Paula miró los ojos angustiados de él.


—Sí, dices que soy muy joven para saber lo que quiero.


—Digo que nuestra diferencia de edad influye en nuestra perspectiva de la vida y en nuestro modo de tomar decisiones. No tengo duda de que sabes lo que quieres, pero no sé si sabes lo que necesitas.


Paula soltó un gruñido de frustración.


—Yo no me rindo fácilmente —dijo—. Mira cómo seguí con Javier.


—Sí, vamos a mirar eso —Pedro se puso en pie con los brazos en jarras—. Eso es lo que me temo que ocurra otra vez, que te sientas obligada a seguir con algo aunque no funcione.


La joven respiró hondo un par de veces antes de hablar.


—Estás diciendo que me apartas por mi propio bien.


—No necesitas otro hombre que te haga daño.
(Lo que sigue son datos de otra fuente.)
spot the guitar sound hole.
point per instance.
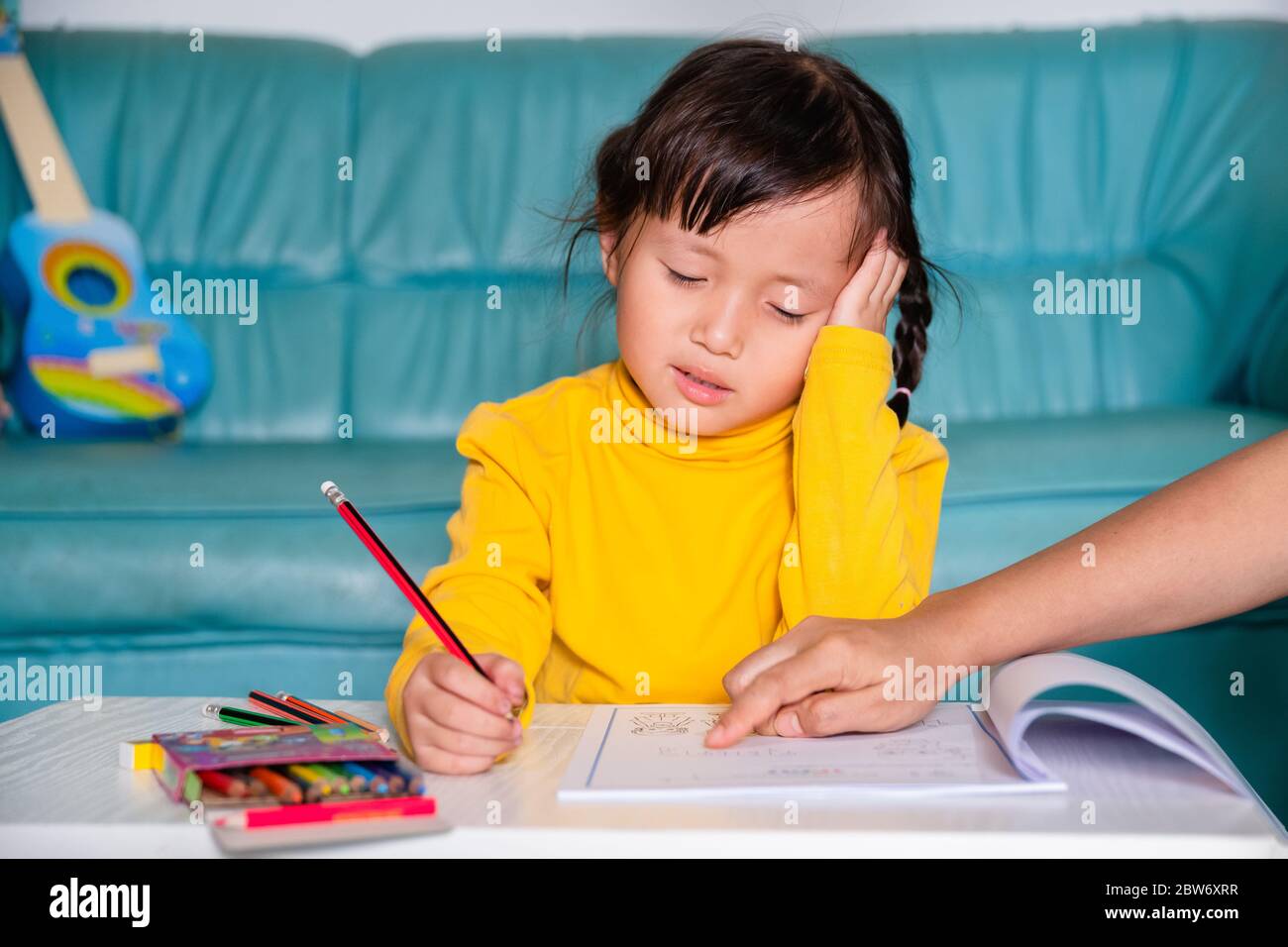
(90, 286)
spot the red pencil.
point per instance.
(329, 812)
(399, 575)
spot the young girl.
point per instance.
(630, 534)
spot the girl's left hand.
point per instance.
(866, 300)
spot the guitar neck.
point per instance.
(56, 195)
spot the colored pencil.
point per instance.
(412, 591)
(246, 718)
(329, 812)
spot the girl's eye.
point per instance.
(683, 279)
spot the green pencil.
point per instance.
(246, 718)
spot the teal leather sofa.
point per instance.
(373, 305)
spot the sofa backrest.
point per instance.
(374, 292)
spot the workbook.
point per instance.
(656, 753)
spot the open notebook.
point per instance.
(656, 753)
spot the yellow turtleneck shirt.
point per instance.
(642, 566)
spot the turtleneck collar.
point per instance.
(636, 414)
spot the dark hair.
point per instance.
(745, 123)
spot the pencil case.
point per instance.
(185, 755)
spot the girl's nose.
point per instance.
(720, 329)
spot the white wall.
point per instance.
(362, 25)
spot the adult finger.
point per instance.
(814, 669)
(846, 711)
(759, 661)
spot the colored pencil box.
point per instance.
(187, 754)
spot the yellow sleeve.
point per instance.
(862, 541)
(492, 589)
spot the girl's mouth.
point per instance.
(697, 390)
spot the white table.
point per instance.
(62, 793)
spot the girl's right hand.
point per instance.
(456, 719)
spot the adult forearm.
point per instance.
(1209, 545)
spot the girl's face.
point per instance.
(738, 308)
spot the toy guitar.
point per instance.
(93, 355)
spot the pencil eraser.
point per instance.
(140, 754)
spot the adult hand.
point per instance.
(824, 677)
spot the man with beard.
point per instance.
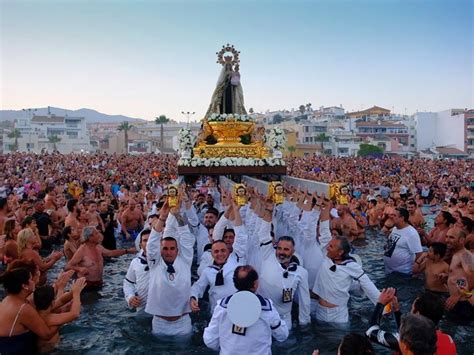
(169, 260)
(337, 274)
(461, 272)
(281, 275)
(106, 213)
(442, 222)
(218, 275)
(132, 221)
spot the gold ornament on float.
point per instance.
(173, 199)
(240, 194)
(276, 192)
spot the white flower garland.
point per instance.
(231, 161)
(186, 140)
(276, 138)
(216, 117)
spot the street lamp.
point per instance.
(187, 114)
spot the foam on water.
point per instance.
(107, 326)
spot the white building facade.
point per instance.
(435, 129)
(36, 132)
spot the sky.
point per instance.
(148, 58)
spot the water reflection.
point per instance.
(107, 326)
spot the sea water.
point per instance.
(107, 326)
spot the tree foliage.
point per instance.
(369, 150)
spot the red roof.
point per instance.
(382, 124)
(450, 151)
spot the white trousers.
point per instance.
(287, 319)
(338, 314)
(182, 326)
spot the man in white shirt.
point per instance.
(403, 245)
(218, 275)
(135, 284)
(170, 261)
(336, 276)
(282, 278)
(222, 335)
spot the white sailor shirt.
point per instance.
(209, 274)
(308, 246)
(168, 293)
(281, 285)
(334, 281)
(221, 335)
(136, 280)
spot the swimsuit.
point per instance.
(20, 344)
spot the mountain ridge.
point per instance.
(91, 115)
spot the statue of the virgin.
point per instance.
(228, 96)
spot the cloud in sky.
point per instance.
(148, 58)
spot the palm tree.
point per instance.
(15, 133)
(162, 119)
(125, 126)
(53, 140)
(291, 149)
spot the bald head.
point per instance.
(455, 238)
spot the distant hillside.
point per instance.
(90, 115)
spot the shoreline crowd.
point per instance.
(296, 256)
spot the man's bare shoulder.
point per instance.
(467, 258)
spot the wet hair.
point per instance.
(355, 344)
(244, 277)
(439, 249)
(467, 223)
(213, 211)
(403, 213)
(231, 230)
(87, 232)
(216, 242)
(71, 204)
(287, 239)
(23, 237)
(43, 297)
(27, 221)
(9, 228)
(448, 217)
(144, 232)
(344, 245)
(3, 203)
(24, 264)
(429, 305)
(66, 233)
(13, 280)
(419, 334)
(170, 239)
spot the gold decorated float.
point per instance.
(229, 135)
(227, 131)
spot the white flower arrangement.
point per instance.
(216, 117)
(186, 140)
(275, 138)
(230, 161)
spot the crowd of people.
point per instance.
(296, 256)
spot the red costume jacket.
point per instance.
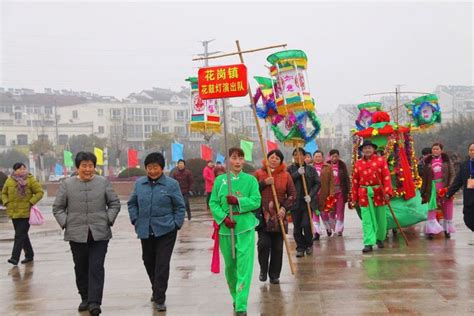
(370, 172)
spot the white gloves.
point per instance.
(301, 170)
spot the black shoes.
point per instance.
(367, 249)
(380, 244)
(13, 261)
(83, 306)
(94, 310)
(26, 260)
(161, 307)
(275, 281)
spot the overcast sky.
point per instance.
(354, 48)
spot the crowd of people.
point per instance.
(312, 189)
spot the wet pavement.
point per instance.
(429, 277)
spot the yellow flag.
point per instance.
(100, 156)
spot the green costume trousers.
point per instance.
(374, 221)
(238, 271)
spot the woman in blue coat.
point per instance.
(156, 208)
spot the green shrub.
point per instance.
(132, 172)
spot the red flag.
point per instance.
(132, 158)
(271, 145)
(206, 152)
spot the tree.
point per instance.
(12, 156)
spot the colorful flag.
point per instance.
(177, 150)
(220, 158)
(68, 162)
(99, 155)
(206, 152)
(247, 147)
(271, 145)
(58, 169)
(311, 147)
(132, 158)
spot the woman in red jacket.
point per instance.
(270, 238)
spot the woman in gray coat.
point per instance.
(86, 207)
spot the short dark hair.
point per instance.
(18, 165)
(85, 156)
(334, 151)
(318, 152)
(299, 149)
(426, 151)
(155, 157)
(236, 150)
(277, 152)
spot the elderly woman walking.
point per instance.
(20, 192)
(156, 209)
(86, 207)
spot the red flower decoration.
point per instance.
(380, 117)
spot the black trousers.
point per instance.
(89, 261)
(156, 255)
(22, 240)
(468, 212)
(270, 246)
(186, 202)
(302, 228)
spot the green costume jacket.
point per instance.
(245, 188)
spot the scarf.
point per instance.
(21, 182)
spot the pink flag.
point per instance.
(206, 152)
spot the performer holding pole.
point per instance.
(371, 184)
(240, 202)
(269, 172)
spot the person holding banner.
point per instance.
(245, 199)
(371, 184)
(301, 221)
(270, 238)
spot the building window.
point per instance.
(62, 139)
(22, 139)
(180, 130)
(115, 113)
(180, 115)
(165, 115)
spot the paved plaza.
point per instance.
(429, 277)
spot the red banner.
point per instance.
(222, 82)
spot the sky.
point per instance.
(353, 47)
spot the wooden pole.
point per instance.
(240, 52)
(262, 146)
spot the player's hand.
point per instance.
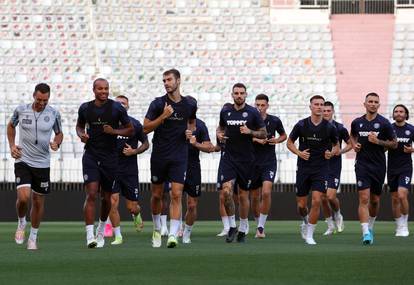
(221, 137)
(167, 112)
(245, 130)
(188, 134)
(328, 154)
(357, 147)
(408, 149)
(193, 140)
(84, 137)
(54, 145)
(372, 138)
(260, 141)
(16, 151)
(272, 141)
(305, 155)
(108, 130)
(128, 150)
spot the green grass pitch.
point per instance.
(281, 258)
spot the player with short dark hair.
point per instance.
(126, 181)
(400, 168)
(36, 123)
(98, 126)
(265, 164)
(316, 137)
(238, 125)
(330, 202)
(370, 135)
(169, 116)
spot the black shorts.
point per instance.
(192, 185)
(334, 179)
(239, 172)
(167, 170)
(38, 179)
(263, 172)
(368, 179)
(127, 185)
(310, 181)
(99, 170)
(398, 180)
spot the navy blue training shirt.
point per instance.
(266, 153)
(239, 147)
(371, 155)
(398, 160)
(201, 134)
(128, 164)
(169, 141)
(317, 139)
(93, 117)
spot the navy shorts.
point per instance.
(310, 181)
(239, 172)
(192, 185)
(263, 172)
(402, 180)
(334, 179)
(368, 179)
(128, 186)
(167, 170)
(38, 179)
(99, 170)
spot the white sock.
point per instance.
(330, 222)
(337, 214)
(101, 226)
(262, 220)
(405, 218)
(371, 221)
(117, 231)
(309, 230)
(174, 227)
(365, 228)
(33, 234)
(21, 222)
(163, 221)
(89, 231)
(187, 228)
(226, 223)
(156, 219)
(243, 225)
(232, 221)
(399, 221)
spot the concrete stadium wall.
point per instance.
(66, 201)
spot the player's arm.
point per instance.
(15, 150)
(390, 144)
(292, 147)
(151, 125)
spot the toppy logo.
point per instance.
(236, 122)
Hubo una pausa. Ella salió de la cama y se acercó a la cuna a mirar a su hija a través de una cortina de lágrimas.


—¿Paula?


—¿Qué?


—¿Sabes que estuve prometido una vez? — ella asintió con la cabeza—. Susana también creía que podría soportar las exigencias de mi trabajo, pero acabé haciéndole más daño del que habría creído posible. Y que me condenen si voy a hacer pasar otra vez por eso a nadie. Por eso no me he casado y no puedo tener una familia como todo el mundo, porque no es justo pedirles a una mujer y a mis hijos que se conformen con las sobras.


Paula se volvió, casi temblando de rabia.


—Pero tú si puedes vivir de las sobras, ¿verdad?


Pedro movió la cabeza y salió de la habitación. Paula lanzó la almohada con rabia contra la puerta.